My favorite, though, is the afore-mentioned Pope Leo XIII, who not only liked the wine enough to plug it (see the advertisement above) but even awarded a gold medal to Mariani “in recognition of benefits received from Mariani Wine Tonic.” What benefits did His Holiness receive, you might well ask? According to one historian, Leo toted Vin Mariani around in a “personal hipflask to fortify himself in those moments when prayer was insufficient.” Yes, cocaine wine was just the thing for pulling through a spiritual dry spell: “I’m really not feeling the Spirit today. Well, just a wee nip from my little drinkie-flask and wwwwhhhhoooaaaa…”
If You Want to Get Down, Down on the Ground, Cocaine
Unfortunately for Mariani & Co. and coke-loving clerics everywhere, movements in the early 20th century to restrict narcotics caused the Vin Mariani ride to crash.

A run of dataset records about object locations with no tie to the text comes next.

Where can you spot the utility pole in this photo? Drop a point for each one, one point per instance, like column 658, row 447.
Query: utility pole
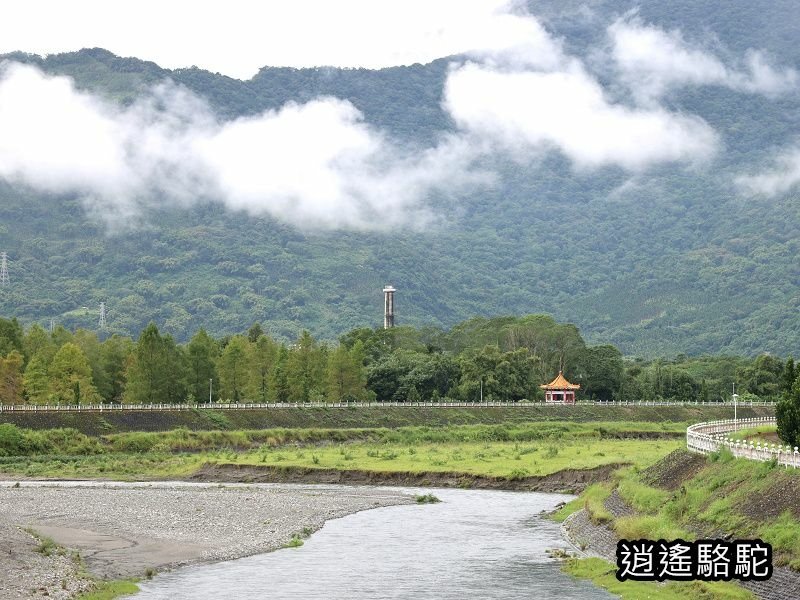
column 4, row 279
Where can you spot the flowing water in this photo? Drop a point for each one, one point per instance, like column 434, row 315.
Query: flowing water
column 474, row 544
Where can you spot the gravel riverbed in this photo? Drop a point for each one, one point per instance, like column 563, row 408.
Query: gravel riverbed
column 121, row 530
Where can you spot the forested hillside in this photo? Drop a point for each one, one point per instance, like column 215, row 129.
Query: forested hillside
column 676, row 259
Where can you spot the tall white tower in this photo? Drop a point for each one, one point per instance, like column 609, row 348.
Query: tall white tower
column 4, row 279
column 388, row 306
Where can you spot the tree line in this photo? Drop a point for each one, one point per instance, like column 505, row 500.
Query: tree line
column 497, row 359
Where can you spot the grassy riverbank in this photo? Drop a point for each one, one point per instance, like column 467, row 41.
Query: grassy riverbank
column 97, row 423
column 690, row 496
column 510, row 451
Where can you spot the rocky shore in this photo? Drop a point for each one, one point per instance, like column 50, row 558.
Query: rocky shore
column 115, row 530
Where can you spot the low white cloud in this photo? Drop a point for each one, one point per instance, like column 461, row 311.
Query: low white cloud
column 567, row 110
column 651, row 61
column 314, row 165
column 781, row 177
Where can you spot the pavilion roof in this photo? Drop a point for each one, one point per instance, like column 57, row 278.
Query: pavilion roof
column 560, row 383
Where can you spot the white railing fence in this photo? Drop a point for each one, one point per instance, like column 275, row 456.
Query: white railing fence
column 706, row 438
column 251, row 405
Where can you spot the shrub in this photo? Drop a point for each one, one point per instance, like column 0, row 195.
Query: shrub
column 12, row 440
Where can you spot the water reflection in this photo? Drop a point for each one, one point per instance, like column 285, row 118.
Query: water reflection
column 474, row 544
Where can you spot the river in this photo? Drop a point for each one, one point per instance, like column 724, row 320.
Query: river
column 474, row 544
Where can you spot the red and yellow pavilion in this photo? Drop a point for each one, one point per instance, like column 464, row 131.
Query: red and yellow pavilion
column 560, row 390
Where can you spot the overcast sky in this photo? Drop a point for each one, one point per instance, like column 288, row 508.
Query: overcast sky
column 237, row 37
column 518, row 94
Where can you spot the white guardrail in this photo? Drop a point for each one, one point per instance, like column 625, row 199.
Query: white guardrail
column 705, row 438
column 255, row 406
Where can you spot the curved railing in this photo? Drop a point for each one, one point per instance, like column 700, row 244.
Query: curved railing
column 705, row 438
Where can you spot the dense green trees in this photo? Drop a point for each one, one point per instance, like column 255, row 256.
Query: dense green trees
column 70, row 377
column 506, row 358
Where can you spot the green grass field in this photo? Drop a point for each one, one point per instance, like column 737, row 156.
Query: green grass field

Increased awareness of the dangers of cocaine, combined with the 1906 Pure Food and Drug Act prohibiting the sale of food products with inaccurate labeling, reduced the demand for coca-enhanced products; the 1914 Harrison Narcotics Tax Act (regulating opiates and coca) finally killed it.
If you really want to live like a pope you can buy the current version of Vin Mariani but, since the manufacturing process removes the alkaloid from the coca leaves, you probably won’t find your prayers lifted up on the wings of coca angels. You can apparently enjoy its tonic flavor but “can only imaginatively fill in the missing onset of gentle euphoria—and regret its absence.”
And that, sadly, is uncinematic.
Image: Advertisement for Vin Mariani with Pope Leo XIII (Source).